“THE FOUR WITNESS STATEMENTS ARE THE CAREFUL WORK OF A LEGAL TEAM”: JUDGE CRITICAL OF THE WAY STATEMENTS WERE PREPARED FOR TRIAL

There are many aspects of the judgment of Mr Justice Fancourt in Mackenzie v Rosenblatt Solicitors & Anor [2023] EWHC 331 (Ch) that are of interest to litigators. However here we look at the judge’s criticisms of the witness statements prepared in this action.  We have yet another example of failures to follow the Practice Direction.  We also have examples of a more or less total misunderstanding of the role of witness evidence.

 

The four witness statements are the careful work of a legal team, contrary to the requirements of Practice Direction 57AC that a statement should be so far as possible in the witness’s own words. Each statement works by making assertions about what happened, at a level of generality or summary, rather than setting out the facts as recalled in detail, and resembles a position statement seeking to advance a case more than a witness statement. The summary of what happened is often an exaggeration of what is shown by the documents or just inaccurate.”

THE CASE

The claimant brought a case against his former solicitors arguing that they were negligence/in breach of contract in failing to inform him that litigation he had embarked upon was hopeless.   The claimant succeeded in establishing breach of duty but failed on the issue of causation.

THE JUDGE’S COMMENTS ON THE WITNESS STATEMENTS

The judge was critical of the witness statements that the parties produced.

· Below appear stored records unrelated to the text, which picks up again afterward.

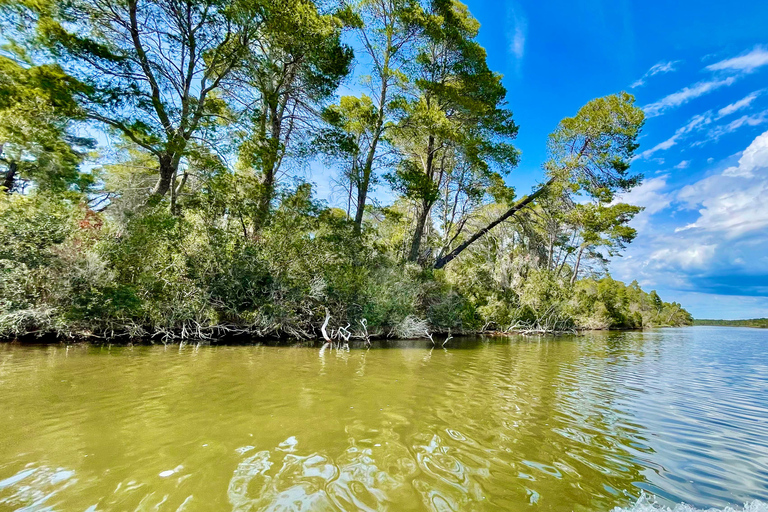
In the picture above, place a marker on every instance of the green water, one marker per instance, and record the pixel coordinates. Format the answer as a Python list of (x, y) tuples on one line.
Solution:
[(579, 423)]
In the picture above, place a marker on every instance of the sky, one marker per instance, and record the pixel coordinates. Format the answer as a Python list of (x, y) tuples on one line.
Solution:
[(699, 69)]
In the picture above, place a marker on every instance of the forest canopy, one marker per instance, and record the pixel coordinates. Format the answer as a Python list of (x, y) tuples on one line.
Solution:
[(154, 154)]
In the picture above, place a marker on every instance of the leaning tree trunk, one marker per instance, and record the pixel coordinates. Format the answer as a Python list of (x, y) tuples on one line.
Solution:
[(10, 176), (576, 266), (418, 233), (442, 262), (167, 171)]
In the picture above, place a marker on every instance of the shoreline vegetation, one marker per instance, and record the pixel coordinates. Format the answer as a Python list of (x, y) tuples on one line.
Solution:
[(194, 218), (752, 322)]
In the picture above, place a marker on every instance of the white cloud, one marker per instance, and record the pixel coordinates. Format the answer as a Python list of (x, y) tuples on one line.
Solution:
[(648, 195), (692, 257), (695, 123), (685, 95), (733, 203), (753, 158), (747, 63), (746, 120), (656, 69), (517, 31), (742, 103)]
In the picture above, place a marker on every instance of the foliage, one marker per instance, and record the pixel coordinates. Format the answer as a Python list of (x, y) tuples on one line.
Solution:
[(197, 222), (754, 322)]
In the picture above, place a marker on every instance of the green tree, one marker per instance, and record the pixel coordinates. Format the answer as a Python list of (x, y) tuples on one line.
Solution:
[(454, 114), (591, 152), (37, 145), (295, 63), (150, 70)]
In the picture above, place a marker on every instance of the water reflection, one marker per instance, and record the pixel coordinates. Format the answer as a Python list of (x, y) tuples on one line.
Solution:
[(585, 423)]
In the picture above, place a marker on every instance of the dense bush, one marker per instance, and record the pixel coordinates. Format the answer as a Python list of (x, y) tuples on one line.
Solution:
[(69, 271)]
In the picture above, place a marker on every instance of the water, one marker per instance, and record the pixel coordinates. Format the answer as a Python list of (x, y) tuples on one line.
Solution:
[(641, 421)]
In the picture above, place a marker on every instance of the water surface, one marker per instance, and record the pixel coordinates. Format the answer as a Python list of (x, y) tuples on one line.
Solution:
[(583, 423)]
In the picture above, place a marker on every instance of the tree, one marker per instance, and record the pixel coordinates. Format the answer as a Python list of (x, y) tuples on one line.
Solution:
[(591, 151), (149, 69), (603, 226), (386, 30), (294, 64), (455, 113), (36, 142)]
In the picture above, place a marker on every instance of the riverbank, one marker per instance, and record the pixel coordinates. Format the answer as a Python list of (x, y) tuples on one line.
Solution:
[(240, 338), (761, 323)]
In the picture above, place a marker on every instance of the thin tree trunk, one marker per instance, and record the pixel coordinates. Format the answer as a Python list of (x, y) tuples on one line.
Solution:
[(576, 266), (163, 185), (10, 176), (268, 184), (421, 221), (425, 206), (442, 262)]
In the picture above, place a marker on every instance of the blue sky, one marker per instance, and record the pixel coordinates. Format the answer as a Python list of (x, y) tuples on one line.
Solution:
[(700, 71)]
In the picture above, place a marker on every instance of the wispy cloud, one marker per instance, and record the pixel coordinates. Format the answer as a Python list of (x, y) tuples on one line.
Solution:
[(517, 33), (695, 123), (656, 69), (685, 95), (745, 120), (731, 203), (739, 105), (747, 63)]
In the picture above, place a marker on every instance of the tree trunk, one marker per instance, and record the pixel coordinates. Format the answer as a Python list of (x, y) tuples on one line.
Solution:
[(270, 164), (10, 176), (576, 266), (421, 221), (265, 200), (163, 185), (442, 262)]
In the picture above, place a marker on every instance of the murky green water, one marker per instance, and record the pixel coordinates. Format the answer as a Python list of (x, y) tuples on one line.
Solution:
[(585, 423)]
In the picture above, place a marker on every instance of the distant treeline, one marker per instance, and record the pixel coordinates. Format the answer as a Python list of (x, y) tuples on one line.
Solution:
[(754, 322), (192, 216)]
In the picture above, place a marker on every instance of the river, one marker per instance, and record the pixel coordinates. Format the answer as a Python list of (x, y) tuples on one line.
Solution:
[(583, 423)]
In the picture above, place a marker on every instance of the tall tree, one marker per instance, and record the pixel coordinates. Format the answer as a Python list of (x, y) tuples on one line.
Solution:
[(294, 65), (600, 226), (591, 152), (455, 113), (150, 69), (37, 144)]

    1. PM, CK, JM and BM (in that order) gave oral evidence on behalf of BM. IR and SW were called on behalf of the Defendant. No agreed written evidence or hearsay statements were relied on.
    1. The evidence of the witnesses spanned 6 days of the trial, with the longest witnesses being PM and SW. Accordingly, I had a full opportunity to assess the witnesses and the reliability of their evidence.
    1. The witness statements of IR and SW did not identify the documents from which they had refreshed their memory, or otherwise looked at, in the course of preparing their statements, and did not contain a schedule of those documents, as required by Practice Direction 57AC. It is clear from both statements that there were documents considered, but unclear how extensive that consideration was, or to what extent the content of the statement was influenced by having read documents, and if so which documents. It seems to me likely (and understandable given his professional role) that SW had revisited all the documents from the Defendant’s files before the trial, and may have done so before writing his witness statement. I am less confident how much IR read at either stage.
    1. Both witness statements contain passages that are arguing the Defendant’s case rather than setting out their recollections of facts. Neither of them states, on points understood to be important in the case, how well he recalls the matter. This nevertheless became clear in the evidence of both IR (who readily admitted to limited involvement but appeared to have a clear recollection of meetings that he attended) and SW (who was very directly involved and seemed to have a very good recollection of events and the detail of the conduct of the retainer).
    1. The witness statements of BM, PM, CK and JM present a different problem. Having seen all four witnesses give evidence, it is clear to me that none of the four statements are written using the witness’s own words. The four witnesses were different personalities and had very different levels of recall of events (and, indeed, willingness to engage with the facts), but the four witness statements are of a uniform style and tone, giving the impression of a person with a clear overview of events, if not their detail, and a clear picture of the case to be advanced on behalf of BM. This was so even in the case of BM himself, who says in his witness statement that he has limited recollection of certain time periods. He went further in the witness box and said that he has no real recollection of matters other than 3 meetings in September 2017, June 2018 and October 2018, about which he can recall the essentials but not the detail. Comparing the witness statements with the oral evidence given by these witnesses, the true voice of the individual witness does not emerge from their witness statement.
  1. The four witness statements are the careful work of a legal team, contrary to the requirements of Practice Direction 57AC that a statement should be so far as possible in the witness’s own words. Each statement works by making assertions about what happened, at a level of generality or summary, rather than setting out the facts as recalled in detail, and resembles a position statement seeking to advance a case more than a witness statement. The summary of what happened is often an exaggeration of what is shown by the documents or just inaccurate. There were many instances in the course of the cross-examination of the four witnesses called on behalf of BM where it was evident that the witness could not in fact recall what they stated in their statement, or where what was stated in the statement was contradicted in cross-examination, or was shown to be an untenable interpretation of a document. I am left as a result with real doubt about the reliability of the content of these witness statements.